Re: Blank Node Identifiers and RDF Dataset Normalization from Dave Longley on 2013-02-25 (public-linked-json@w3.org from February 2013)

From: Dave Longley <dlongley@digitalbazaar.com>
Date: Mon, 25 Feb 2013 10:56:04 -0500
To: Steve Harris <steve.harris@garlik.com>
CC: public-linked-json@w3.org
Message-ID: <512B8994.9080609@digitalbazaar.com>
On 02/25/2013 10:34 AM, Steve Harris wrote:
> On 2013-02-25, at 15:20, Dave Longley <dlongley@digitalbazaar.com> wrote:
>
>> On 02/25/2013 07:27 AM, Steve Harris wrote:
>>> [ TL;DR - stop messing ]
>>>
>>> Some systems (specifically 4store and 5store that I'm aware of, but I expect others) use the fact that graph labels have to be URIs as a source of optimisation.
>>>
>>> For example:
>>>
>>> SELECT * WHERE {
>>>     ?g dc:date ?d .
>>>     GRAPH ?g { ?x a foaf:Person }
>>> }
>>>
>>> You can restrict your search to values for ?g to URIs under current RDF semantics. Often you would want to bind dc:date first - e.g. if dc:date predicates with URI subjects in the "default graph" were rarer than graphs containing foaf:Person-s.
>>>
>>> Specifically 5store has no index space for quads where the graph label isn't a URI - this again is an optimisation (but 4store doesn't do that). Changing that would involve a significant amount of effort, and is not something we would commit to for a feature that would be of no benefit. SPARQL explicitly states that graph labels must be URIs, so this is legit.
>>>
>>> Also, it's highly subjective whether having bNodes as graph identifiers is a "good thing", I have evidence from 3store that it's not, users found it generally weird (this was in the days before graph-spanning bNodes were common, perhaps that's a factor?), and didn't like the fact there there were graphs without stable identifiers. You *can* preserve bNode labels between (de)serialisations, but not many systems do, and you're not required to.
>>>
>>> However, neither of those really the issue - I think people in the community should recognise that RDF is now a deployed system with many implementations. I believe it does serious harm to RDFs image as a "real" technology if we go about making deep changes like this for no particularly good reason.
>>>
>>> We should have moved way beyond the time where RDF is an "emerging tech" only suitable for early-stage startups and academics. Lets start to act like we believe that.
>>>
>>> </rant>
>> Would these systems need to change if a new "special" kind of URI is used that takes on, in effect, the same attributes and meaning as a blank node identifier? From what I can tell, there are two workable proposals for generating identifiers for graphs on the table here:
> No, that would be just a URI as far as I can tell. I was specifically responding to the idea of changing the definition of SPARQL Datasets.

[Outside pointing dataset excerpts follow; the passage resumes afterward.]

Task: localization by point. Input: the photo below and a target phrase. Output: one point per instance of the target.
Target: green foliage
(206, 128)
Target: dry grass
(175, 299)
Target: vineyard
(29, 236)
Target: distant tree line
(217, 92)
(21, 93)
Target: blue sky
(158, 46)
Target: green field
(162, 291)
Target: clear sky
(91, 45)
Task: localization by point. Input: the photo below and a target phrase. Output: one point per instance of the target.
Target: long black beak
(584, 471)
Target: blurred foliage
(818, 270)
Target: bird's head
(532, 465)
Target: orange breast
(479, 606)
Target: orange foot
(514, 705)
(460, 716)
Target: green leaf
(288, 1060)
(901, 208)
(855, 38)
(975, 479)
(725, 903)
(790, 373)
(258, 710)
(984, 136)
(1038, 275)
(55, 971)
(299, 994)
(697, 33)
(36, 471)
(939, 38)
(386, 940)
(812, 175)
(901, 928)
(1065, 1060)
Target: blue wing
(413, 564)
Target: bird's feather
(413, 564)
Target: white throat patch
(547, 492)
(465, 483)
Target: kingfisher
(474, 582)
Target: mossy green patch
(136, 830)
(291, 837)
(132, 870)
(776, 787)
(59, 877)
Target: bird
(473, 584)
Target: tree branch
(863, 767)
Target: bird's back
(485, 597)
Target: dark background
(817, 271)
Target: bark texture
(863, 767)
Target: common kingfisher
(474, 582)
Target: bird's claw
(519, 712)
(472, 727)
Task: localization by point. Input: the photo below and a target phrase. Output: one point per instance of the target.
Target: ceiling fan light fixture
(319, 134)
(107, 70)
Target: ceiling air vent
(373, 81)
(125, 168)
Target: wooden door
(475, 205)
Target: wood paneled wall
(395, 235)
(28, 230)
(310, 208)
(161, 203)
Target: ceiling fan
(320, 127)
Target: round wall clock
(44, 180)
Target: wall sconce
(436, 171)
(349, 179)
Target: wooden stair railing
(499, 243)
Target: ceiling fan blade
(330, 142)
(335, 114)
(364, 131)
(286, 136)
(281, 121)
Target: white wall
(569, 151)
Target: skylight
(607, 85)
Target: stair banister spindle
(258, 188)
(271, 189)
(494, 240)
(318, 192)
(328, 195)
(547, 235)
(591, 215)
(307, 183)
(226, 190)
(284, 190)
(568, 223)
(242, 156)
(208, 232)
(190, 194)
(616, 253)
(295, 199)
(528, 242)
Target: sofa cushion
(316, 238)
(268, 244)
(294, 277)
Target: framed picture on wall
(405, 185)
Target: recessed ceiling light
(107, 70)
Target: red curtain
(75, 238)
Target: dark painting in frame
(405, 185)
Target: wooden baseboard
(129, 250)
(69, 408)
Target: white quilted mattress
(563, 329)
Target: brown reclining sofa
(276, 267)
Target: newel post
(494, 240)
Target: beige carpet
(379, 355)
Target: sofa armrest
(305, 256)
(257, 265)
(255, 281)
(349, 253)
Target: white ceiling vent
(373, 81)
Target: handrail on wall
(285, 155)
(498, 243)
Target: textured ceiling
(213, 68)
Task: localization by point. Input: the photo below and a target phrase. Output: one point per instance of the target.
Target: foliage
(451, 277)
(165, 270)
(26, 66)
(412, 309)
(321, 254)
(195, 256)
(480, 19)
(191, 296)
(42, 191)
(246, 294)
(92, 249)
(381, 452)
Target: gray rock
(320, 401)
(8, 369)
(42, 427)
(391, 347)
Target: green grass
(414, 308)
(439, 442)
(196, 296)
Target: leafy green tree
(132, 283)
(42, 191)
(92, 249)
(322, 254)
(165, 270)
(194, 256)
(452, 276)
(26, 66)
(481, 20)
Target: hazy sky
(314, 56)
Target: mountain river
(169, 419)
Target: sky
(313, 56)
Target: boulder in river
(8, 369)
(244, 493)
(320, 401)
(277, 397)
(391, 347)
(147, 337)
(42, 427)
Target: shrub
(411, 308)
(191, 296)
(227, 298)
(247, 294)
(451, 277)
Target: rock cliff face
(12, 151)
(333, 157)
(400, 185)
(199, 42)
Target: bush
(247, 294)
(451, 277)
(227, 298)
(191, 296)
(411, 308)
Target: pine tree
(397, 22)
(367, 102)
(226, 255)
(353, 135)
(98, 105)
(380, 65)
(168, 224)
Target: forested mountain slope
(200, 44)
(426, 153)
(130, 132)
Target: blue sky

So your current system, if queried for <tag:w3.org,2013:dsid:1>, would 
behave in exactly the same way now as it would if it were modified to 
work with blank node identifiers in the graph position... and then 
instead queried for _:b1? It seems to me that blank node identifiers or 
"blank node-like identifiers" cannot be simply treated as opaque values 
and queried as if stable ... graphs would be improperly merged and you 
would have incorrect matches in your indexes (a deoptimization at best). 
This is not the case? If it is, then those special URIs must be treated 
in a similar fashion ... not just like any old URI. The special 
document-local attributes and behavior of blank node identifiers must 
bleed into the URI space. Is this all pushed somehow to the query 
language, and even so, aren't your indexes still polluted?


>
> - Steve
>
>> 1. Use a blank node identifier.
>>
>> 2. Use a special IRI that is prefixed with "tag:w3.org,2013:dsid:". This identifier will look like an IRI but otherwise function exactly like a blank node identifier does (a document-local ID that is parsed/understood to have special meaning apart from other IRIs... it is not a "global" ID).
>>
>> It seems to me that systems would have to change to accommodate either of these proposals. In the first case, those systems that were written to reject illegal values would reject any data containing blank node identifiers as graph labels until they were updated. This is an annoyance, but seems preferable, IMO, to the second case. In the second case, existing systems that did not make appropriate changes could be susceptible to what I would consider data corruption. It sounds like, in your case, you have a particular index that might not be utilized properly -- because it would be incorrectly associating the special URI with multiple documents (merging graphs)... when it is a document-local identifier. Perhaps I am misunderstanding the current state of these systems, but I currently fail to see how the second option is preferable over the first from an existing systems standpoint.
>>
>> -Dave
>>
>>
>>> - Steve
>>>
>>> On 2013-02-25, at 11:21, William Waites <ww@styx.org> wrote:
>>>
>>>> Some RDF databases use the fact that the number of different
>>>> predicates will be small compared to the number of different nodes in
>>>> the subject or object position as a source of optimisation. Allowing
>>>> blank nodes as predicates, though it would be convenient and in some
>>>> respects more elegant would tend to break this assumption to the
>>>> detriment of the databases that are affected. This is a very real
>>>> concern.
>>>>
>>>> Allowing blank nodes in the graph position would not, as far as I am
>>>> aware, have a similar impact on existing implementations. My
>>>> impression from the previous discussion is that it's an easy patch to
>>>> the standards documents as well.
>>
>> -- 
>> Dave Longley
>> CTO
>> Digital Bazaar, Inc.
>> http://digitalbazaar.com
>>


-- 
Dave Longley
CTO
Digital Bazaar, Inc.
http://digitalbazaar.com
Received on Monday, 25 February 2013 15:55:19 UTC